With autumn came my yearly ritual of sneaking into grandpa’s library. It wasn’t that he didn’t know that I sneak in once a year and borrow otherwise obsolete titles, it’s just always been this way, ever since I was a child. Some years he would even recommend me books and see me get frustrated over their unavailability until September dawned.

He would then, very strategically, place them in places I would find them. Grandpa had always been a mystery to almost everyone in the family, and I’d like to think I knew him a bit better because I knew his books, and the stacks beside his table, and his dusty study, his love for tea, his adoration for the Victorian Era literature. Oh, and Shakespeare. Grandpa loved a good Shakespeare reference more than anything else. I knew him. Or, at least I think I did.

This year’s book heist had already happened. I was admiring the spines, tracing the gold foiling on the hardbacks with my fingers. This year he had taken out his set of In Search Of Lost Time from the attic for me. He wanted me to increase my tastes and not forever be stuck with England, “Even if it means reading translations.” I hated reading translations; I would rather learn a new language than read translated versions. He obviously knew that, but in the end, I gave in. I opened the copy of Swann’s Way; it had a dried rose in it.

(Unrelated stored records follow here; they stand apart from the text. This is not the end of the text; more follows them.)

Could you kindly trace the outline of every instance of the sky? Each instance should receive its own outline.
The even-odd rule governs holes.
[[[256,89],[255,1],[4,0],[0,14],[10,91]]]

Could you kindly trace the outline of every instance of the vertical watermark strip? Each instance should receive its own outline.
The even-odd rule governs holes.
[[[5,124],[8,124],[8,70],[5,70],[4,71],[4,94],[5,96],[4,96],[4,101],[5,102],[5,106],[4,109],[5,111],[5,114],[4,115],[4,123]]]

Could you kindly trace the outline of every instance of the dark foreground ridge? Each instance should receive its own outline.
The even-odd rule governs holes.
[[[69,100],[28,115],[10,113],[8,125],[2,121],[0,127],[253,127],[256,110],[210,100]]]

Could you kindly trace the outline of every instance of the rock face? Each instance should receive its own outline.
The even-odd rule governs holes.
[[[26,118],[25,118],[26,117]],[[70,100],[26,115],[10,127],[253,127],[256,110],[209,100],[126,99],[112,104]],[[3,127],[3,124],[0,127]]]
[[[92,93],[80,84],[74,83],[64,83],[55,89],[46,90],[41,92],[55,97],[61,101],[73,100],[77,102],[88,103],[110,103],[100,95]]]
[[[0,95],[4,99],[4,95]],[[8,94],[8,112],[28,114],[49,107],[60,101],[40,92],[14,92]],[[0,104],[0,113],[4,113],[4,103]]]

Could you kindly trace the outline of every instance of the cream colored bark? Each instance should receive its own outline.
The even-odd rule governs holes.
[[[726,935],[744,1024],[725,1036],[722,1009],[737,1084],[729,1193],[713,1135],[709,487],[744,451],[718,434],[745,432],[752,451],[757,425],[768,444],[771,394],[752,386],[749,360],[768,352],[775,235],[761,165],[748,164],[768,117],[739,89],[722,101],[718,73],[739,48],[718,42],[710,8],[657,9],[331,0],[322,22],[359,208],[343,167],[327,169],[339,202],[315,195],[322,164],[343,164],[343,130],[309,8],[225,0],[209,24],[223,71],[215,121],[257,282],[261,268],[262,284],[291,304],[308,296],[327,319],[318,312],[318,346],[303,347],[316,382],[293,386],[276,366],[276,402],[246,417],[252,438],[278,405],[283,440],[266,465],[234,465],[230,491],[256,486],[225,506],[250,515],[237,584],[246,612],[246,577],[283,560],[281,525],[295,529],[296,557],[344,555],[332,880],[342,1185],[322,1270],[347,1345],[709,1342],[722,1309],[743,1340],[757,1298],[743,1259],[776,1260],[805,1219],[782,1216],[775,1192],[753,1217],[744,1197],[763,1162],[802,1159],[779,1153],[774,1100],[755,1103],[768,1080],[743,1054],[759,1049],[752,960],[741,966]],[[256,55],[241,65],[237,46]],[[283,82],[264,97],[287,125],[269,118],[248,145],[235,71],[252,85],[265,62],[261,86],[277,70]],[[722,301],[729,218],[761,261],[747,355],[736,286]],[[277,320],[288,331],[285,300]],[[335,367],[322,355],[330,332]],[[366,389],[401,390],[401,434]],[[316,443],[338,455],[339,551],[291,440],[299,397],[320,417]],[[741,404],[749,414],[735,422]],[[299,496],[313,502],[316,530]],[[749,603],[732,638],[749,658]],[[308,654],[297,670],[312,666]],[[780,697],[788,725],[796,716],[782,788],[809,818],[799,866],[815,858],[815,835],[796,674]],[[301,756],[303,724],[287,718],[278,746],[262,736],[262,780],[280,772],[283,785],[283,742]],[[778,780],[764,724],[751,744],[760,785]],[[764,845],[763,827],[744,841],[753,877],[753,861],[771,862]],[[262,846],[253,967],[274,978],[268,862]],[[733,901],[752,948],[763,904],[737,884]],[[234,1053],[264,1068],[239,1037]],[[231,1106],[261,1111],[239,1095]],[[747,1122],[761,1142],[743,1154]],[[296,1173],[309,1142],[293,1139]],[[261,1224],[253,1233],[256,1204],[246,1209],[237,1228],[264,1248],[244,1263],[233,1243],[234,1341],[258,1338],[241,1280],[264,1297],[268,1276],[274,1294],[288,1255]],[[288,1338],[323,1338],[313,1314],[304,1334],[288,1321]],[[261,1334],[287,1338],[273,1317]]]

I never really talked about the little things I found in his books, but autumn is also the season of falling – I couldn’t resist.

“Grandpa, I found this in your copy of Swann’s Way. Is there a story behind this? Did grandma give it to you?” I asked, showing him the pressed and dried rose, its petals ironed by the yellowed pages of the book.

“Ah, this old thing, I had forgotten about her. She was about your age when we married each other.” Grandpa chuckled.

“What? She isn’t grandma? I know for a fact that grandma was much older than I am when you two got married,” I said, without a pause.

“She kept calling my name, but I didn't turn back,” Grandpa said with a solemn tone in his voice, his eyes focused on something distant.

“So, you marry her and you leave her, just like that?” I asked him.

“In hindsight, I do regret it. Don't tell your grandma this, but she would have been a better wife,” Grandpa whispered, as if he was letting me in on a secret.

“But seriously, tell me why you did that, and what was her name?” I pleaded.

“Azara. Azara Faiyaz Khan—an ounce kinder than the meaning of her name suggested. Like most of us, she wasn't so certain about herself. However if there was one thing she was certain of, it was that if someone needed her she would be there, almost always. She was a strong woman.”

“As I recall, I used to trip a lot when we were little. Being an emotional child, it was followed by hours of crying. With time I only got worse, my parents gave up on me but Azara stayed, even if it meant spending the entire afternoon,” Grandpa smiled.

“So, if I gather this correctly, you knew Azara from your childhood days and you still chose to leave her behind, after marrying her, Grandpa? Why?” I inquired further.

“Azara and I knew we were in love, but we never felt the need to say it. We knew that it existed somewhere between us. As soon as I turned twenty-one, I asked her father for her hand, and he said ‘About time!’ sounding relieved. A date was selected, we got married, we were happy, and so was everyone in our families. But our happiness lasted only for a handful of weeks.”

“Few weeks after the rituals were done, rumors of Partition grew only stronger. Everything was tense, people started turning on each other. Once the news became official, everything we once knew changed,” Grandpa concluded.

“That still doesn't answer my question,” I said, refusing to believe Grandpa’s decision.

“I left because I knew if I stayed it would cost us everything. At the time it felt like the right thing to do – which I was obsessed with at the time,” Grandpa said, his eyes brimming with tears. “Now it seems like a rash, immature decision, my love wasn't brave enough to face everything. There hasn’t been a single day when I didn’t think about her. She was always so lovely to me, and I just… left her.” Grandpa said, his voice trembling, as he tried his best to drown the sobs rising in his throat.

I ran my fingers on one of those flowers, it chipped a little… “love wasn’t brave enough…” in a way reverberated through my ears. I tried to understand it too… there stood my grandfather, in his vulnerable self (he was not the vulnerable kind, you know?)

I placed the chipped flower on his hand and said, “But the love stayed, hai na?” as he let a tear roll down his cheek, he folded his fist gently --he knew the flower was frail, perhaps like him, perhaps like her...took his other other hand, placed it on my head --he was validating me in some way, it was a lot of emotions, some happy, some nostalgic...all of it in that chipped rose. A faraway look in his eyes, as if he could still see Azara’s hopeful face in front of him, eagerly waiting for him to stay back, well-knowing that he can’t. But I could tell, the love stayed. Or so, I believed.